Having seen and audited hundreds of websites for doctors and the like, I feel the need to address what is now a nationwide problem. I foreshadowed this post earlier this year if you’d like a sort of spoiler. Before I hop into the entrée, it’d be to all of our advantages if I served some psychological hors d'oeuvres first.
Social cognition “explains the mechanisms of social behavior using concepts and methods shared with related fields of cognitive psychology and cognitive science” (Winkielman, P. & Schooler, J. In press. Unconscious, conscious, and meta-conscious in social cognition. In Social cognition: The basis of human interaction, (eds F. Strack, J. Förster). Philadelphia: Psychology Press.). In psychology, priming refers to seeing or thinking of something that prepares you to do something better right after. For example, “exposing experimental participants to words related to ‘kindness’ as part of a purported ‘language study’ caused them to subsequently view a target person as more kind, compared to the impressions formed of the target by a control group” (Srull & Wyer, 1979). Social behavior can be produced and affected unconsciously in a similar fashion. When first visiting specific social media platforms, say, Facebook, your behaviors online were both learned consciously and unconsciously (primed) based off of how you saw other Facebook users act. The number of likes on a post, the number of posts on a page, the types of posts and comments on a page, and other similar aspects. Combine informational social influence (AKA social proof), a psychological phenomenon where people assume the actions of others in an attempt to reflect correct behavior for a given situation, with priming, and it is obvious why testimonials and reviews in plain sight on a website or Facebook page can produce desirable results for the page or site owner (Ninja Tip #1).
So, you’re posting consistently on your blog with hopes of connecting to your ideal audience and patient, your site is clean and free of typos, you have photos of smiling people (hopefully NOT stock photos – Ninja Tip #2), your services are listed and obvious…you’re doing everything right..right?
Entrée: Medical websites are still highly relevant for 1 reason only: Setting up appointments in a secure patient portal. Aside from that, I’d challenge any supposed “healthcare marketing expert” or “consulting agency” to refute that statement. I’d also ask them for data that shows how medical websites will survive and help practices and clinics as much as, or more than, social media will for the next 5-15+ years. Everything a patient needs to see can be placed on a Facebook page.
Address and picture of the location? Check.
Contact information? Check.
Authentic personality? Check..I hope (Ninja Tip #3)
In the book Social: Why Our Brains Are Wired To Connect, Matthew Lieberman, Professor and Social Cognitive Neuroscience Lab Director at UCLA Department of Psychology, Psychiatry and Biobehavioral Sciences, states that “people consistently report being more motivated to use Facebook to connect with people from their offline lives than to meet new people. Because Facebook use is more of an extension of real-world connections, it has been associated with enhancing offline social networks and general well-being. It’s also particularly useful for maintaining social bonds over long distances” (Lieberman 256).
Okay, the best excuse may be that your ideal audience is older and not as well-versed in all things technology. Google + “your practice name” or Google + "your name" may be all that the older generation knows to do on their tech gadgets.
The 2014 Facebook Demographic report speaks for itself. Although the data was originally compiled to show how teens were leaving Facebook (which can also be attributed to aging), the 55+ demographic has skyrocketed since 2011.
The gig is up.
Tell those marketing agencies to show you the metrics.
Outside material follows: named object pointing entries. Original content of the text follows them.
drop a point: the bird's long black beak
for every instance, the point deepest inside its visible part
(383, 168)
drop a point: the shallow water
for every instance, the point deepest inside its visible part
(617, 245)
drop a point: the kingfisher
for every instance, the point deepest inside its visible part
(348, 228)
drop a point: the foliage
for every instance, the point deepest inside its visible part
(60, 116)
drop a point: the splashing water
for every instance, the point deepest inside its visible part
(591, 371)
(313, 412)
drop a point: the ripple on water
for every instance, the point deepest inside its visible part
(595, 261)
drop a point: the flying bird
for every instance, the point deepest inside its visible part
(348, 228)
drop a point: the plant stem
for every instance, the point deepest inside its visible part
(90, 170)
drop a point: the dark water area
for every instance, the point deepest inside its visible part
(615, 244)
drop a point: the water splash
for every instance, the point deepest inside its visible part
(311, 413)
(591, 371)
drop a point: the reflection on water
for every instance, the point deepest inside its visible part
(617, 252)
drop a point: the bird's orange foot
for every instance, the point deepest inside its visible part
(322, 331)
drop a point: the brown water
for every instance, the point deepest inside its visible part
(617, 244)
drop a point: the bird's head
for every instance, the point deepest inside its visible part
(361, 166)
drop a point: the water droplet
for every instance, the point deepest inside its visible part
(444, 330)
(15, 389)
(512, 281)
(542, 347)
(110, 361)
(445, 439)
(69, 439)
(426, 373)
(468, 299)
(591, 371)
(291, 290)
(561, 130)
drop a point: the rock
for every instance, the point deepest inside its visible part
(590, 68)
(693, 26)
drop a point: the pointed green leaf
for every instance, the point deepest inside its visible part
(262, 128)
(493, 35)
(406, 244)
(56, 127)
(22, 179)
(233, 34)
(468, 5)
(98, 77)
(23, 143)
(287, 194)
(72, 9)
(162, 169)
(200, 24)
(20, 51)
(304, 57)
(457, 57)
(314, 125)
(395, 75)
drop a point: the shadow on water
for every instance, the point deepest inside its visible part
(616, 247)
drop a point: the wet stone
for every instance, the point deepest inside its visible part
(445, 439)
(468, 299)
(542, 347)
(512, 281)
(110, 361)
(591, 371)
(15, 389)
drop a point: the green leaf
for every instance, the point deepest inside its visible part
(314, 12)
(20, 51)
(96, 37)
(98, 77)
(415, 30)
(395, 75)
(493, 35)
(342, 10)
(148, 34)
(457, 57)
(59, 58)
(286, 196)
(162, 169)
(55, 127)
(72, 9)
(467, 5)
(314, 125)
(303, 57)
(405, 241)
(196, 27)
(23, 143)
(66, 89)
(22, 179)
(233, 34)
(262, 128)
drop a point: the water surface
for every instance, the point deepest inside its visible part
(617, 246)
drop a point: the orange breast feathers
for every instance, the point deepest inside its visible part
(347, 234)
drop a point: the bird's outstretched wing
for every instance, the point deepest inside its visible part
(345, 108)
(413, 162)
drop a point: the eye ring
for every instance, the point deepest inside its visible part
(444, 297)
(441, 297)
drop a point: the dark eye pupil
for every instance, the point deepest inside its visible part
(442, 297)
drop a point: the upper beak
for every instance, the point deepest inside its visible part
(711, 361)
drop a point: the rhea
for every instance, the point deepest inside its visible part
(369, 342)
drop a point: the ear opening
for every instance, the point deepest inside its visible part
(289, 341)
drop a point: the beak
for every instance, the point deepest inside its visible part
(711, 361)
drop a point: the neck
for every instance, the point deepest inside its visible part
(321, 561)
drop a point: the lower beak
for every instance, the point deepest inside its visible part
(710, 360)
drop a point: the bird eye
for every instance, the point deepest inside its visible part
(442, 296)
How many people are interacting with your blog on your website? How many likes, shares, etc? How many of these visitors are converting into patients and clients? How many people are visiting the website weekly? What are they doing on the website and at what rate? What are the demographics of the visitors and people interacting with your posts?
As I’ll dive into in another post titled “The Greatest Story Never Told”, the visibility for Facebook pages in search engines is unusually high without even placing any real effort into SEO. This in itself goes against what many old “marketing gurus” used to, and still do preach. This defeats the purpose of posting content with long-tail keywords solely on a website for boosting search engine visibility. Go ahead, Google “Ascendance Medical” and let me know what the first result is.
To sum up:
Facebook is not a fad. Social media is not a fad.
The age where medical websites were the be-all and end-all is gone and will not return (Augmented Reality and Virtual Reality are simply going to enhance the power of social media in a way we can't even quantify as of yet, but that’s a conversation for another day).
Social media is quickly overtaking medical websites in utility, so having a decent website and an exceptional presence on social media would be ideal, but simply having a website and an underdeveloped social media presence is a bad call in terms of future business.
I will continue this series unabashedly for months to come until the overwhelming majority of practices understand that they can either grow (and take advantage of this permanent shift) or decay. The public deserves the best services, and everything pertaining to those services should be easy to find.